EIN ABEND IM DEZEMBER – Pia Douwes

 

 

Filharmonie Filderstadt,10.12.2012

Die Bühne in der Filharmonie ist stimmungsvoll dekoriert mit einem großen geschmückten Weihnachtsbaum, Geschenkpakete liegen herum, und ein Sofa lässt uns erahnen, dass es dort im späteren Verlauf des Abends noch gemütlich zugehen wird.

Zur musikalischen Begleitung lediglich der bewährte Bösendorfer Flügel, mit der wunderbaren Marina Komissartchik an den Tasten, neben ihr als Turn Pager fungierend Kerstin Ibald aus dem nahegelegenen Manderley. Apropos: Überschlägig die halbe Belegschaft inklusive Herrschaften des mysteriösen Cornwall’schen Anwesens lässt es sich nicht nehmen, diesem Konzertabend ihrer Kollegin Pia Douwes beizuwohnen.

Und was wird das für ein wunderbarer, intensiver Abend. Nun, man kann argumentieren, etwas anderes hätte man auch nicht von der First Lady of Musical zu erwarten. Und doch – gerade diese Mischung aus den sehr anspruchsvollen “Dezember Liedern” im ersten Teil und der Reise durch die beeindruckenden Musicalerfolge der Künstlerin, gefolgt von einem sehr humorvollen doch auch besinnlichen Weihnachtsmedley im zweiten Teil, war ganz besonders. Und eben schon aufgrund der Thematik einmalig im Jahr.

Der arrivierte Musicalkomponist Maury Yeston schuf in Anlehnung an Franz Schuberts “Winterreise” 1991 den Liederzyklus “December Songs”.  Im Jahre 2007 dann veröffentlichte Pia Douwes auf deutsch eingesungen die Dezember Lieder, in hervorragender Übersetzung durch Wolfgang Adenberg.

Es wird in einer Ansage zu Beginn gebeten, den zusammengehörigen Liederzyklus nicht durch Applaus nach den einzelnen Gesangsteilen zu unterbrechen, sondern erst am Ende zu klatschen, was dann auch genauso gehandhabt wird.

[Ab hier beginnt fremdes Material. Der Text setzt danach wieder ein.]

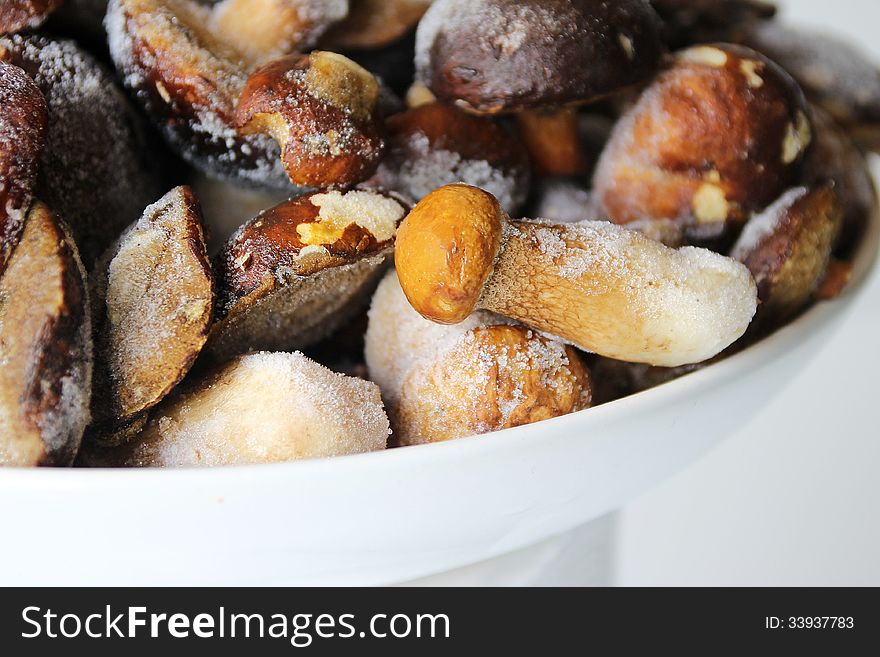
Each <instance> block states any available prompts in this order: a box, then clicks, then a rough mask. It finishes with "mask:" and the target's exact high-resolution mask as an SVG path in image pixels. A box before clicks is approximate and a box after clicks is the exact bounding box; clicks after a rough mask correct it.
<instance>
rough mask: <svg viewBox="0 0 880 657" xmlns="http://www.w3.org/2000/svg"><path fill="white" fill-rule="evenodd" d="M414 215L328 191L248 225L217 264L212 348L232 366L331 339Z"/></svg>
mask: <svg viewBox="0 0 880 657" xmlns="http://www.w3.org/2000/svg"><path fill="white" fill-rule="evenodd" d="M405 213H406V208H405V206H404V204H403V203H402V202H400V201H398V200H396V199H395V198H393V197H391V196H388V195H385V194H379V193H376V192H369V191H349V192H339V191H319V192H314V193H311V194H306V195H304V196H300V197H298V198H295V199H292V200H290V201H286V202H284V203H281V204H280V205H277V206H275V207H274V208H270V209H269V210H266V211H264V212H263V213H261V214H260V215H258V216H257V217H255V218H254V219H252V220H251V221H249V222H248V223H246V224H245V225H244V226H242V227H241V228H240V229H239V230H238V231H237V232H236V233H235V235H233V236H232V237H231V238H230V239H229V241H228V242H227V243H226V244H225V245H224V247H223V248H222V249H221V251H220V253H219V254H218V255H217V258H216V260H215V271H216V273H217V281H218V287H219V303H218V309H217V314H218V322H217V323H216V324H215V326H214V328H213V329H212V332H211V335H210V337H209V340H208V344H207V345H206V347H205V349H206V351H207V352H209V353H210V354H211V355H212V356H213V357H214V358H216V359H218V360H223V359H226V358H228V357H230V356H232V355H236V354H239V353H243V352H246V351H251V350H258V349H270V350H291V349H300V348H303V347H306V346H309V345H311V344H314V343H315V342H317V341H318V340H320V339H322V338H323V337H326V336H327V335H329V334H330V333H331V332H332V331H333V330H334V329H336V328H338V327H339V326H341V325H342V324H343V323H344V322H345V321H346V320H348V319H350V318H351V317H352V316H353V315H354V314H355V313H356V312H357V311H358V310H359V309H360V308H362V307H363V306H364V305H365V304H366V302H367V297H368V295H369V293H370V291H371V286H372V285H373V284H375V283H376V282H377V281H378V277H379V276H380V275H381V272H382V269H383V267H384V265H385V263H386V262H387V260H388V258H389V256H390V255H391V251H392V249H393V245H394V239H395V233H396V232H397V226H398V223H399V222H400V220H401V219H402V218H403V216H404V214H405Z"/></svg>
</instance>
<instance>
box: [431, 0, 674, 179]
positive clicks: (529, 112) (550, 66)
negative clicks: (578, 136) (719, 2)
mask: <svg viewBox="0 0 880 657" xmlns="http://www.w3.org/2000/svg"><path fill="white" fill-rule="evenodd" d="M661 30H662V24H661V22H660V19H659V17H658V16H657V14H656V13H655V12H654V10H653V9H651V7H650V6H649V5H648V4H647V3H646V2H643V1H642V0H623V1H620V2H602V1H600V0H575V1H574V2H572V1H570V0H550V1H547V0H526V1H522V0H477V1H473V0H438V1H437V2H435V3H434V4H433V5H432V6H431V8H430V9H429V10H428V12H427V13H426V14H425V16H424V18H423V19H422V21H421V22H420V23H419V28H418V31H417V34H416V73H417V79H418V80H419V81H420V82H421V83H423V84H425V85H426V86H427V87H428V88H429V89H430V90H431V92H433V94H434V95H435V96H436V97H437V98H438V99H439V100H444V101H448V102H455V103H457V104H459V105H460V106H462V107H464V108H466V109H468V110H470V111H473V112H478V113H482V114H497V113H501V112H506V113H511V112H516V113H519V117H520V124H521V127H522V131H523V135H524V141H525V143H526V144H527V146H528V147H529V150H530V152H531V153H532V155H533V158H534V159H535V162H536V165H537V167H538V168H539V169H541V170H542V171H543V172H544V173H547V174H559V175H566V174H578V173H581V174H582V173H584V172H585V171H586V168H587V164H586V160H585V157H584V155H583V153H582V152H581V150H580V148H579V147H578V146H577V144H578V135H577V116H576V113H575V110H574V109H572V108H573V107H574V106H577V105H579V104H583V103H587V102H591V101H595V100H598V99H600V98H602V97H604V96H608V95H609V94H612V93H615V92H618V91H621V90H623V89H625V88H627V87H629V86H631V85H634V84H637V83H639V82H642V81H644V80H646V79H647V78H648V77H650V76H651V75H652V74H653V73H654V72H655V71H656V70H657V67H658V66H659V64H660V60H661V55H662V54H663V52H664V46H663V42H662V34H661Z"/></svg>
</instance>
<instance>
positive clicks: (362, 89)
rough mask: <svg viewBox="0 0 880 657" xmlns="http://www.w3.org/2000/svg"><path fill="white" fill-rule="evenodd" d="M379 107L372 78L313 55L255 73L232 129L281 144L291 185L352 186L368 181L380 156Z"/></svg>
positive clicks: (347, 66)
mask: <svg viewBox="0 0 880 657" xmlns="http://www.w3.org/2000/svg"><path fill="white" fill-rule="evenodd" d="M378 104H379V83H378V82H377V81H376V78H375V77H373V75H372V74H370V73H369V72H368V71H366V70H365V69H363V68H362V67H360V66H359V65H358V64H355V63H354V62H353V61H351V60H350V59H348V58H347V57H343V56H342V55H338V54H336V53H332V52H325V51H315V52H312V53H311V54H310V55H291V56H289V57H282V58H280V59H276V60H274V61H272V62H270V63H268V64H266V65H264V66H262V67H260V68H259V69H257V70H256V71H255V72H254V74H253V75H251V77H250V78H249V79H248V82H247V85H246V86H245V88H244V91H243V92H242V95H241V99H240V100H239V103H238V107H237V109H236V113H235V123H236V125H237V126H238V128H239V130H240V131H241V132H242V133H243V134H249V135H251V134H268V135H271V136H272V137H273V138H274V139H275V140H276V141H277V142H278V144H279V145H280V146H281V160H282V162H283V163H284V168H285V170H286V171H287V175H288V177H289V178H290V180H291V181H292V182H293V183H294V184H296V185H304V186H311V187H330V186H348V185H352V184H354V183H357V182H360V181H362V180H364V179H366V178H367V177H369V176H370V175H371V174H372V173H373V172H374V171H375V169H376V166H377V165H378V164H379V158H380V157H381V156H382V152H383V149H384V142H383V139H382V135H381V132H380V125H379V121H378V116H377V110H378Z"/></svg>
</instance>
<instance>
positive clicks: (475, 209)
mask: <svg viewBox="0 0 880 657" xmlns="http://www.w3.org/2000/svg"><path fill="white" fill-rule="evenodd" d="M506 220H507V217H506V215H505V213H504V211H503V210H502V209H501V205H500V204H499V203H498V201H497V200H496V199H495V197H494V196H492V195H491V194H490V193H488V192H486V191H483V190H482V189H480V188H479V187H472V186H470V185H462V184H456V185H446V186H445V187H440V188H438V189H436V190H434V191H433V192H431V193H430V194H428V195H427V196H426V197H425V198H423V199H422V200H421V202H420V203H419V204H418V205H416V207H415V208H413V210H412V212H410V213H409V215H408V216H407V218H406V219H404V221H403V223H402V224H401V226H400V229H399V230H398V231H397V244H396V250H395V265H396V267H397V276H398V278H399V279H400V285H401V287H402V288H403V291H404V294H406V297H407V299H409V302H410V303H411V304H412V306H413V308H415V310H416V311H417V312H418V313H419V314H421V315H422V316H423V317H425V318H427V319H430V320H432V321H434V322H438V323H440V324H457V323H459V322H461V321H464V320H465V319H466V318H467V317H468V316H469V315H470V314H471V313H472V312H473V311H474V309H475V308H476V306H477V302H478V301H479V299H480V295H481V294H482V291H483V286H484V285H485V284H486V281H487V280H488V279H489V276H491V275H492V271H493V269H494V266H495V259H496V258H497V256H498V253H499V250H500V248H501V237H502V229H503V226H504V223H505V221H506Z"/></svg>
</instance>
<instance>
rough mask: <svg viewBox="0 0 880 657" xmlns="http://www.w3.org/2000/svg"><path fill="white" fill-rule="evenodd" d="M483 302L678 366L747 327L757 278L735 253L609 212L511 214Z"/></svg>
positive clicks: (561, 330) (530, 318) (522, 319)
mask: <svg viewBox="0 0 880 657" xmlns="http://www.w3.org/2000/svg"><path fill="white" fill-rule="evenodd" d="M504 233H505V236H504V237H503V238H502V244H501V255H500V257H499V258H498V260H497V262H496V264H495V269H494V270H493V272H492V274H491V276H490V277H489V279H488V280H487V282H486V285H485V286H484V288H483V293H482V296H481V297H480V300H479V301H478V303H477V307H478V308H481V309H484V310H489V311H492V312H495V313H498V314H499V315H504V316H506V317H510V318H512V319H516V320H518V321H521V322H523V323H525V324H527V325H529V326H531V327H533V328H536V329H538V330H540V331H544V332H547V333H550V334H553V335H556V336H558V337H560V338H562V339H564V340H566V341H568V342H571V343H572V344H574V345H576V346H578V347H580V348H582V349H585V350H587V351H590V352H594V353H597V354H600V355H603V356H607V357H609V358H616V359H619V360H625V361H629V362H638V363H649V364H651V365H658V366H665V367H675V366H679V365H685V364H690V363H698V362H701V361H704V360H707V359H709V358H711V357H713V356H715V355H716V354H718V353H719V352H721V351H722V350H723V349H725V348H726V347H727V346H729V345H730V344H731V343H733V342H734V341H735V340H737V339H738V338H739V337H740V336H742V335H743V333H745V330H746V328H747V327H748V325H749V323H750V321H751V319H752V317H753V315H754V313H755V309H756V291H755V283H754V281H753V280H752V277H751V276H750V275H749V273H748V271H747V270H745V269H743V268H741V267H739V266H738V263H736V262H734V261H733V260H732V259H730V258H726V257H724V256H721V255H718V254H715V253H712V252H710V251H706V250H703V249H693V248H688V249H682V250H679V251H676V250H674V249H670V248H668V247H666V246H664V245H663V244H661V243H659V242H655V241H653V240H651V239H649V238H647V237H645V236H644V235H642V234H641V233H638V232H636V231H630V230H626V229H621V228H618V227H616V226H614V225H612V224H609V223H606V222H583V223H581V224H564V225H562V224H560V225H553V224H540V223H535V222H530V221H511V222H509V223H508V224H507V226H506V228H505V231H504Z"/></svg>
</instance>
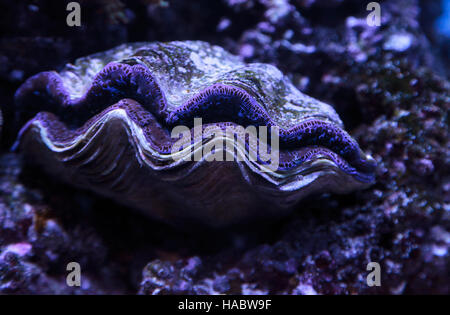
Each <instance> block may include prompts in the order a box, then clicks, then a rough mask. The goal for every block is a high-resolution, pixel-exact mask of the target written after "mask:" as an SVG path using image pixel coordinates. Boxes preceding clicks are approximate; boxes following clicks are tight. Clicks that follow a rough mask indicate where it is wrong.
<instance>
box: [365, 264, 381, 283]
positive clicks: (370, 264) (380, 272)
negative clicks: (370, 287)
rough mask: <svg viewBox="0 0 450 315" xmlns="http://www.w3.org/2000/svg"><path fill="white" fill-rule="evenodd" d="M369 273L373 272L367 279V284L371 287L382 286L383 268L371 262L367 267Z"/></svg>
mask: <svg viewBox="0 0 450 315" xmlns="http://www.w3.org/2000/svg"><path fill="white" fill-rule="evenodd" d="M366 270H367V271H371V272H370V273H369V274H368V275H367V278H366V283H367V285H368V286H369V287H374V286H376V287H379V286H381V267H380V264H379V263H377V262H373V261H371V262H369V263H368V264H367V267H366Z"/></svg>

Unprätentiös erscheint die Protagonistin des Abends, in zurückhaltender Garderobe und Hairstyling, zusammen mit ihrer Pianistin und entführt uns in unnachahmlicher Weise in die Gefühlswelt einer verzweifelten Frau, die ihrer verlorengegangenen Liebe nachtrauert.

Hochkonzentriert, doch mit der ihr eigenen Grandezza, führt uns die Künstlerin als einsame, verlassene Frau durch das verschneite New York und hängt in zehn bewegenden Liedern gedanklich ihrem  verlorenen Liebesglück nach. Diese Lieder, eine Mischung aus klassischem Lied und Chanson, bewegen und fesseln den Zuschauer zutiefst. Marina Komissartchiks Klavierspiel ist schlichtweg virtuos und optimiert die Wirkung des Zyklus dadurch ganz außerordentlich.

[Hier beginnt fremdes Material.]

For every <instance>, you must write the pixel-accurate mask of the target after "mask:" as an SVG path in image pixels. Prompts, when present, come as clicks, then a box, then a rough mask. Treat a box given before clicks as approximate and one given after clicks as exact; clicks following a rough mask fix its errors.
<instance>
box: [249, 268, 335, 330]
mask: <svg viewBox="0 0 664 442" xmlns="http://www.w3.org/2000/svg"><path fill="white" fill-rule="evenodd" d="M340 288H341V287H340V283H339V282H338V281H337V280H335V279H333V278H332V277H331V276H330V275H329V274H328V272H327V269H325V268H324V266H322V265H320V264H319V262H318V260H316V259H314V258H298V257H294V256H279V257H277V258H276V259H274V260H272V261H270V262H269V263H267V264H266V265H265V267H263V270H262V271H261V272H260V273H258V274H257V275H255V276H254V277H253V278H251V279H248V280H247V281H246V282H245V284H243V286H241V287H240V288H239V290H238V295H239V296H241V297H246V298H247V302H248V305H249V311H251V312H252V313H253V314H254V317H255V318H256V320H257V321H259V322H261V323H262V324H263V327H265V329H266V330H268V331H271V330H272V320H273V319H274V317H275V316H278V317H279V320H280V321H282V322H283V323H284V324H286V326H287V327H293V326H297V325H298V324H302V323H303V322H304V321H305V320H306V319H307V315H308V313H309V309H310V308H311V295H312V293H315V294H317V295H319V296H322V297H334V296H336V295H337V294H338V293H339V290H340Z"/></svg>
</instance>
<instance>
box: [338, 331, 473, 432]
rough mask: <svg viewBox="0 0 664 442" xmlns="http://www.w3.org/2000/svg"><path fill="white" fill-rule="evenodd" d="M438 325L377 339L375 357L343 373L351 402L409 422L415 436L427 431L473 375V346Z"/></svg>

Mit lyrischem Gesang und nur selten ins musicalmäßige Belten abweichender vieroktaviger Stimme bannt Pia Douwes das Auditorium. Die tiefgründigen Texte, die teilweise stakkatoartig vorgetragen werden (Wo bist Du jetzt), wären schon für eine deutsche Muttersprachlerin eine Herausforderung. Umso mehr muss man hier den Hut ziehen.

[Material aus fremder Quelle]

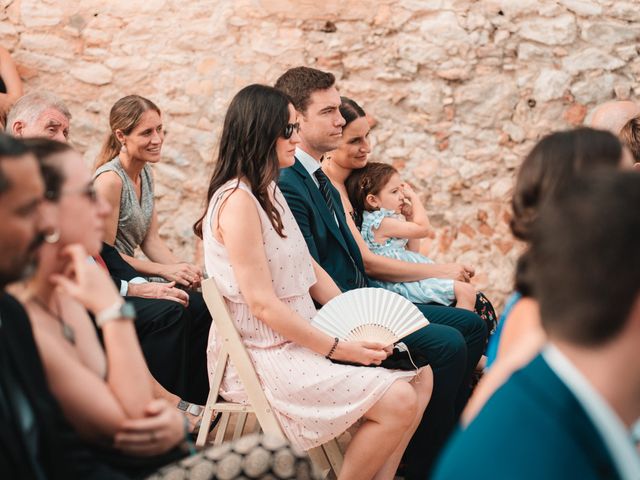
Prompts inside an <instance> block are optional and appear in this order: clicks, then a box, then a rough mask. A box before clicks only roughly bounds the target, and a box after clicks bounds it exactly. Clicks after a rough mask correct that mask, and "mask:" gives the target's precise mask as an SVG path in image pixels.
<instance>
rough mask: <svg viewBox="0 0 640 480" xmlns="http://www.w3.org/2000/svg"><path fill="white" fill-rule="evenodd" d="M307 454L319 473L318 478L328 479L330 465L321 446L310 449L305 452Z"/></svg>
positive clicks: (328, 475) (329, 469)
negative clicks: (320, 476)
mask: <svg viewBox="0 0 640 480" xmlns="http://www.w3.org/2000/svg"><path fill="white" fill-rule="evenodd" d="M307 454H308V455H309V458H310V459H311V462H313V464H314V465H315V467H316V468H317V469H318V471H319V472H320V475H321V477H320V478H323V479H324V478H328V476H329V474H330V473H331V463H330V462H329V460H328V459H327V456H326V455H325V452H324V450H323V449H322V446H319V447H315V448H312V449H311V450H309V451H307Z"/></svg>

Mit gefälliger Melodie, sofern man bei diesem anspruchsvollen Liedgut überhaupt von gefällig sprechen kann, nisten sich insbesondere Großmutters Liebesbriefe und Sag bitte nicht einmal Hallo im Gehörgang ein. Meint man noch, die traurige Protagonistin hätte es im letzten Lied geschafft, nach vorne zu blicken und neuen Lebensmut zu fassen mit Unendlich befreit, so zerplatzt diese Hoffnung mit den anschließenden Reprisen von Dezemberschnee und Sag bitte nicht einmal Hallo und der Erkenntnis, dass sie ihren Verlust noch lange nicht aufgearbeitet hat.

Der zweite Teil des Abends ist fast dreimal so lang wie der erste Teil, aber eben auch randvoll gepackt mit den Musicalerfolgen von Pia Douwes. Charmant, pointiert und stets mit dem Publikum interagierend spannt die Künstlerin den Bogen in Kurzversionen der Lieder von ihren Anfängen bei “Little Shops of Horrors” über “CATS”, zu “Les Misérables” (sehr berührend Ich hab geträumt) dann zu ihrem, wie sie es selbst bezeichnet, absoluten Geschenk der Erstinterpretation und dem Kreieren der “Elisabeth” (Nichts, nichts, gar nichts und ihre Hymne Ich gehör nur mir) bis zu all den anderen großartigen Hauptrollen, die sie im Anschluss daran verkörpert hat.  Und dabei gibt es auch wirkliche Perlen zu hören, sie geht nicht den einfachsten Weg, um allseits zur Genüge zu oft gehörte, um nicht zu sagen, abgenudelte, Hits zu interpretieren. Nein, es ist eben nicht Don’t cry for me Argentina, sondern es ist das schwungvoll-feurige Buenos Aires!

Von einer Autogrammkarte liest Pia Douwes sodann die wichtigsten Stationen der eindrucksvollen Biographie ihres Gaststars vor und es rutscht ihr heraus “upps, der hat ja fast mehr gemacht als ich, und eine Ausbildung hat er auch” – “ohh, das hört sich jetzt aber komisch an, so meinte ich das nicht” :-)). Der solchermaßen gelobte Jan Ammann erscheint leicht eingeschüchtert von der Hinterbühne und traut sich fast nicht nach vorne – doch drücken gilt nicht, jubelt doch das Publikum bereits begeistert auf. 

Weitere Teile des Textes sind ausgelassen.